Predixion Insight 1.2 shipped today, with quite a few new features: PMML support, data profiling, data normalization, Visual Macros for all the tools, VBA API integration and many others.
One feature that I love in this release is the Data Profiling feature. With a couple of clicks, this feature will compute common statistics for all columns in your PowerPivot or Excel dataset, and render a report allowing you to explore these statistics.
to try it out, go to Insight Analytics \ Explore Data and select Profile Data.
Like all other Predixion Insight tasks, this allows you to select an Excel range or table or a Power Pivot table as your data source for profiling.
The second pane of the wizard allows one to select the type of statistics to be collected: Basic or Advanced. Advanced is a bit slower (think milliseconds to seconds), but so much more useful.
The Data Profiling result is rendered in a new Excel sheet, with a few sections:
the first section, Data Summary, tells you what kind of columns were detected in your data and it looks like this:
CustomerID is identified as a likely key (a unique row identifier), so statistics will not be collected for this column
This section contains information about numeric columns. Here are the profile columns generated under Advanced analysis:
- # - the ordinal of the column in the source table. Useful if, after sorting by any other measure, one wants to restore the table to the original layout
- Column Name
- “Looks Like” – the result of the Predixion Insight heuristic analysis of the column. A column may be regarded as Interval (a range of values), Multinomial (a few distinct value, hence categorical or discrete), Binomial (2 values) or Constant (a single value)

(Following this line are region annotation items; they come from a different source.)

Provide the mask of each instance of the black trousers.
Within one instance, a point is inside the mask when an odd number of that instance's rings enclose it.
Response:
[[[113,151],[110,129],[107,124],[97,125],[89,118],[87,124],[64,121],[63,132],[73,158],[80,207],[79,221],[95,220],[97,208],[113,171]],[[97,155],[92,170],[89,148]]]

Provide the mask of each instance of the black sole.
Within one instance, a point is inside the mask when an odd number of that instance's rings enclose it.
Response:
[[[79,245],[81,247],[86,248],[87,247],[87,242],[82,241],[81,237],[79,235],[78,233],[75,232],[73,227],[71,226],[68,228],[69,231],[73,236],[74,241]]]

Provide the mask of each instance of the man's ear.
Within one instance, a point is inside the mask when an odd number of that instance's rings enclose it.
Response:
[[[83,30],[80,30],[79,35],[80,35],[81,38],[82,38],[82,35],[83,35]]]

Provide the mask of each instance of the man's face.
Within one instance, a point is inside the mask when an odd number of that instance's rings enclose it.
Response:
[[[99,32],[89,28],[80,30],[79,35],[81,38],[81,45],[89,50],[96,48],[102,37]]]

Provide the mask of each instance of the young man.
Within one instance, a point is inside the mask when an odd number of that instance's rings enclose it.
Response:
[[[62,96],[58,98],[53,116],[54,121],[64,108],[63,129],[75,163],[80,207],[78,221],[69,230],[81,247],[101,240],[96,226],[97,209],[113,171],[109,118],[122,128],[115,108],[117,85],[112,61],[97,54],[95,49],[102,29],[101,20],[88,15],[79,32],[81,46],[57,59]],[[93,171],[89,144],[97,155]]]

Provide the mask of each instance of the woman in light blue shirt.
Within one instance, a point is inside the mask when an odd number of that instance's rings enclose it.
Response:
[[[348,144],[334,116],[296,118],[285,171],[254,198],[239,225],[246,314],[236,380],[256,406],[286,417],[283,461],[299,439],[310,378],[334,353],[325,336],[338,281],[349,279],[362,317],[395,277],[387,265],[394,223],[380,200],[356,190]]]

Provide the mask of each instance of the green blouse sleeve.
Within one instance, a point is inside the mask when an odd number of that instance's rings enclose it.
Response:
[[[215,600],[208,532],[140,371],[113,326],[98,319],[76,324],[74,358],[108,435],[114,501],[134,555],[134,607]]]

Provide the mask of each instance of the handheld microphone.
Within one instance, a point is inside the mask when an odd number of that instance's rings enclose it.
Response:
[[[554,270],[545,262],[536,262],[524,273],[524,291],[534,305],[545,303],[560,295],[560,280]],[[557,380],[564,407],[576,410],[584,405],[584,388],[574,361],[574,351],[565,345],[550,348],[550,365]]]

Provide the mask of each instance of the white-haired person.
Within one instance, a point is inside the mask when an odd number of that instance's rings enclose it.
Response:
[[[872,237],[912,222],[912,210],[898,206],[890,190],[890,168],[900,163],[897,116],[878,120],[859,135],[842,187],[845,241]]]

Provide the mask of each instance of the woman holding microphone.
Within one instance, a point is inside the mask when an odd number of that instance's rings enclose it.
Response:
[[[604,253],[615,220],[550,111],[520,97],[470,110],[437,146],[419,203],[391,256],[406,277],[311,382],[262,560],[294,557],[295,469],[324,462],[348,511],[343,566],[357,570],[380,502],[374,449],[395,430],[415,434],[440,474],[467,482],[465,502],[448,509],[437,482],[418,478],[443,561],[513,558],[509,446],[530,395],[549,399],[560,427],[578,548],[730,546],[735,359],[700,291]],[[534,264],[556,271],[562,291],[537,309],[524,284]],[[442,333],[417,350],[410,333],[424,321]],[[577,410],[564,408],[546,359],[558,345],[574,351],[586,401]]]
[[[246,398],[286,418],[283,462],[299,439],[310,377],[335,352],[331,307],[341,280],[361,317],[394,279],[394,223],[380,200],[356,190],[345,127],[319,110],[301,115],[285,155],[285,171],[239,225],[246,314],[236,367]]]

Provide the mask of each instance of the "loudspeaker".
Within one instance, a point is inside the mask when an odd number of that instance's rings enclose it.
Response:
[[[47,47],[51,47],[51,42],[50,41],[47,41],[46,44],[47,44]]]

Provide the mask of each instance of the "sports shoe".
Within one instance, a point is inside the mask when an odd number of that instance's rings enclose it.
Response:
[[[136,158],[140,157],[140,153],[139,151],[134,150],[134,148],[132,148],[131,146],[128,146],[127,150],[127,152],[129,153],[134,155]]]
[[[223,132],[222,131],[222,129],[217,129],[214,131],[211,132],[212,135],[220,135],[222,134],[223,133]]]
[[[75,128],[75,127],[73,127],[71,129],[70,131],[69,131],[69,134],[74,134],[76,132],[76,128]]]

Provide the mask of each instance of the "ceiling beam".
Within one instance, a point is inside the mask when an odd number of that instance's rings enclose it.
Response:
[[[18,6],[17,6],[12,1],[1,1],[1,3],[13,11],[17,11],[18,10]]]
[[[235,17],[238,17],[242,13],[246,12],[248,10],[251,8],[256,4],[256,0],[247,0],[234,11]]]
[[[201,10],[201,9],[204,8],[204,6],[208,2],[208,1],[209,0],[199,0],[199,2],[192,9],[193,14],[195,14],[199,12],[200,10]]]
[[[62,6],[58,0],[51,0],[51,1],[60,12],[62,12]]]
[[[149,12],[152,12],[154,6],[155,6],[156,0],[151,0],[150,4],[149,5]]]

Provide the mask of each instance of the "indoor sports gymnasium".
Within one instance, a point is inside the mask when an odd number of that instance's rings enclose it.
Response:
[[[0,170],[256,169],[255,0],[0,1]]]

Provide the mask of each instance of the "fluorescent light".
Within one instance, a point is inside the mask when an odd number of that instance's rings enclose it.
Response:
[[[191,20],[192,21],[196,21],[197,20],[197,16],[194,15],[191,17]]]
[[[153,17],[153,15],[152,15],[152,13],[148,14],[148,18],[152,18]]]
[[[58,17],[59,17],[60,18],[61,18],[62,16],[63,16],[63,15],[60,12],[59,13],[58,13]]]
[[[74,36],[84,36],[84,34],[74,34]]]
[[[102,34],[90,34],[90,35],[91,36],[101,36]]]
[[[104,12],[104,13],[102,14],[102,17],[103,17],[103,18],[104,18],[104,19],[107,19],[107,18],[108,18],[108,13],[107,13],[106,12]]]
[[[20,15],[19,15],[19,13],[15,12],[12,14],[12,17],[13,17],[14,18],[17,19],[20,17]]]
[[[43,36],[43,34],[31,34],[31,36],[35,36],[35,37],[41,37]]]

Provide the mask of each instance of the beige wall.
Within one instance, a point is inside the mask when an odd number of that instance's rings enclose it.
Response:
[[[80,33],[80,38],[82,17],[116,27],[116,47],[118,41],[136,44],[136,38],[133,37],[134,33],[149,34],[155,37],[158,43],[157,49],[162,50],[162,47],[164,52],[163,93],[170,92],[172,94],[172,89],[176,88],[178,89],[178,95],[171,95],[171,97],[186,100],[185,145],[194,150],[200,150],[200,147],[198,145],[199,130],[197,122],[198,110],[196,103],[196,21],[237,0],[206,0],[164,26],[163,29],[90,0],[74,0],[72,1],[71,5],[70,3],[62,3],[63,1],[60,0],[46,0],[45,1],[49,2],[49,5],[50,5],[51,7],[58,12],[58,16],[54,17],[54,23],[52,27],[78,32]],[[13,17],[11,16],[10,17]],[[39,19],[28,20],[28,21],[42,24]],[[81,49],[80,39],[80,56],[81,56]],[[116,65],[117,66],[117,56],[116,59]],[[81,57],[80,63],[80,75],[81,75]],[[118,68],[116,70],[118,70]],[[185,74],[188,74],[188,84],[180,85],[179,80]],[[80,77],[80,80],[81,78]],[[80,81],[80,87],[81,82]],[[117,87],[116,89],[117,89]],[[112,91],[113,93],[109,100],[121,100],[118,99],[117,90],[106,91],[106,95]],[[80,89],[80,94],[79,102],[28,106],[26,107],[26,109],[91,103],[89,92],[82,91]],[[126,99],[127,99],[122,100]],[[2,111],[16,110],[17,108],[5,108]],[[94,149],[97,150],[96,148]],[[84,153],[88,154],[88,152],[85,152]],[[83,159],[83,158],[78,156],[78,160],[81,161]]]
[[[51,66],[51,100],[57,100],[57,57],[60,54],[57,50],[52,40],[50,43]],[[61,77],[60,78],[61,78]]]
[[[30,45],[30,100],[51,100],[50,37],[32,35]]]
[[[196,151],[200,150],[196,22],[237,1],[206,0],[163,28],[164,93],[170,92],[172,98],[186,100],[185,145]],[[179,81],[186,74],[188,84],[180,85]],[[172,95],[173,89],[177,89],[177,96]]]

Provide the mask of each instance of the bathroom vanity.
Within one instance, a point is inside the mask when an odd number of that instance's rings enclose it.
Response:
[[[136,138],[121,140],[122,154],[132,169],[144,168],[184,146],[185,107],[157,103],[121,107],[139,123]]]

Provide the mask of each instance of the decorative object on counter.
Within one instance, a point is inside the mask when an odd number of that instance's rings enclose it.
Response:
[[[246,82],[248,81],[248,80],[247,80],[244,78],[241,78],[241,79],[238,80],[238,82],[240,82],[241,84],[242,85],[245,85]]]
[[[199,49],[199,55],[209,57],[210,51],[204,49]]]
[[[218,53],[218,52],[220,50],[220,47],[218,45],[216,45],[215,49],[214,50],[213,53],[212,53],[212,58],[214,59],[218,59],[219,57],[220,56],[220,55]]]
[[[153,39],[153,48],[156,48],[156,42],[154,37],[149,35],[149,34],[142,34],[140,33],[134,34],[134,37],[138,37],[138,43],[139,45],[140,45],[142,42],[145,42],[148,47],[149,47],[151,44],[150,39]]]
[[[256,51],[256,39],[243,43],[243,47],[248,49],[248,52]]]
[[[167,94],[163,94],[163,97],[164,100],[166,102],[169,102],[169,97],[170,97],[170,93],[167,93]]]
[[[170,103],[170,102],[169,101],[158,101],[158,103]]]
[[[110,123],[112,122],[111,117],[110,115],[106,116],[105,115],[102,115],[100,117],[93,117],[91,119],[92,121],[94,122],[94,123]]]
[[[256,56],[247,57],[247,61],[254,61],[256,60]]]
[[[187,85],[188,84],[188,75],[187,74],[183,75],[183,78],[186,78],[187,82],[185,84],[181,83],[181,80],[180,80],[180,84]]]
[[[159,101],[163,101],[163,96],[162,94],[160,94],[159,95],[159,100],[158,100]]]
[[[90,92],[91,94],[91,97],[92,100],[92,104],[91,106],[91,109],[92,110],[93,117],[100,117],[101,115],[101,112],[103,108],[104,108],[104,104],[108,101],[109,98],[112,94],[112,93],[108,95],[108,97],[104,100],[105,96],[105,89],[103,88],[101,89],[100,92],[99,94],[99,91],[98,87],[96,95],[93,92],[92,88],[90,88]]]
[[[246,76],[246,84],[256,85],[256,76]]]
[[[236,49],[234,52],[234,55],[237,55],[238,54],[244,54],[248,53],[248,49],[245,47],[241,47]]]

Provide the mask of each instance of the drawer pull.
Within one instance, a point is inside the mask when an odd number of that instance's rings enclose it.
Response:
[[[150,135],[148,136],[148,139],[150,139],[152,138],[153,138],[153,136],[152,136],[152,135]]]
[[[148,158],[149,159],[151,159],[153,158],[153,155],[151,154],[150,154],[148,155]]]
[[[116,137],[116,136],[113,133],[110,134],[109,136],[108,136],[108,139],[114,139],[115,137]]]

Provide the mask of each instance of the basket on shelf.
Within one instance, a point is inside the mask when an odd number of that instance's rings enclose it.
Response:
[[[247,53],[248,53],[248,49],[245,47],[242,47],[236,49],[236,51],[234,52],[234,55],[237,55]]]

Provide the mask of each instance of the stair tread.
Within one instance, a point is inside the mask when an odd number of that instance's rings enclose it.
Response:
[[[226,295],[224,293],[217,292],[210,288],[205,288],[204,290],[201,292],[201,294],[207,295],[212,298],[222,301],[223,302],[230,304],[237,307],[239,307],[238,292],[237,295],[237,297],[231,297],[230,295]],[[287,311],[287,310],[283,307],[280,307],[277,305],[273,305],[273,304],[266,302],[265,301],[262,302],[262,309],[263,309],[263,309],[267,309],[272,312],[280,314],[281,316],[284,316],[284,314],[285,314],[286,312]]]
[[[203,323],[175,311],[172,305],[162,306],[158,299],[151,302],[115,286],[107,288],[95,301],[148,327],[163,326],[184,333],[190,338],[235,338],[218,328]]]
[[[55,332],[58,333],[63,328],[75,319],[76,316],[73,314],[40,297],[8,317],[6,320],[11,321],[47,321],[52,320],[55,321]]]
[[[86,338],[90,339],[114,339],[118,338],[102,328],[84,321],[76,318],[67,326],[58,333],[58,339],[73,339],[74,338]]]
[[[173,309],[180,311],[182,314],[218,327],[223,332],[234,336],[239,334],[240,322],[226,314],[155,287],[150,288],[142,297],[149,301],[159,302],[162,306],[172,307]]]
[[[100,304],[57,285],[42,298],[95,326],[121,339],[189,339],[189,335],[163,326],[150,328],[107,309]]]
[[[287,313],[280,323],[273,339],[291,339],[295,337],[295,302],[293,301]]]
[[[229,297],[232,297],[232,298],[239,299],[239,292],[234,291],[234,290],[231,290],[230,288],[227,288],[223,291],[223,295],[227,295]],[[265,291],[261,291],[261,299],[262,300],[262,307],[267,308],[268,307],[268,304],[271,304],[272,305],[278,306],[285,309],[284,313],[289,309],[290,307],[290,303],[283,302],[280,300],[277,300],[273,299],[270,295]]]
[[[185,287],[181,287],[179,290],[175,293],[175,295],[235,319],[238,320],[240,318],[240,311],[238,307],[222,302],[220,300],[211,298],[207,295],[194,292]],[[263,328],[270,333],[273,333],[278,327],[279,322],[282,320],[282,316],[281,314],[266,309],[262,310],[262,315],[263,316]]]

- Count of Blanks, Minimum, Maximum, Mean, Sample Variance, Standard Deviation, Range, Kurtosis, Skewness, Standard Error of Mean, Approximate Median, Mode, the 95% confidence interval (assuming normal distribution). If you feel rusty about any of these metrics, just click on the column name and your browser will give you a friendly refresher
Ordinal, Column Name, “Looks Like” and Count of Blanks appear again, just like in Continuous Statistics. The number of distinct states is added for discrete columns.
- Top 80% states – number of distinct states covering 80% of the data
- The Top 3 most/least popular values, with their respective counts
The report can be filtered by column name. You may notice that certain columns appear both in the Continuous and the Discrete section of the report. Such columns may have a numeric type but a distribution which suggests they should be regarded as categorical. The Data Profile report should help you decide whether to use Classify or Estimate for such columns. (If in doubt, this may help: No model for Constant, Estimate for Interval, Classify for all others)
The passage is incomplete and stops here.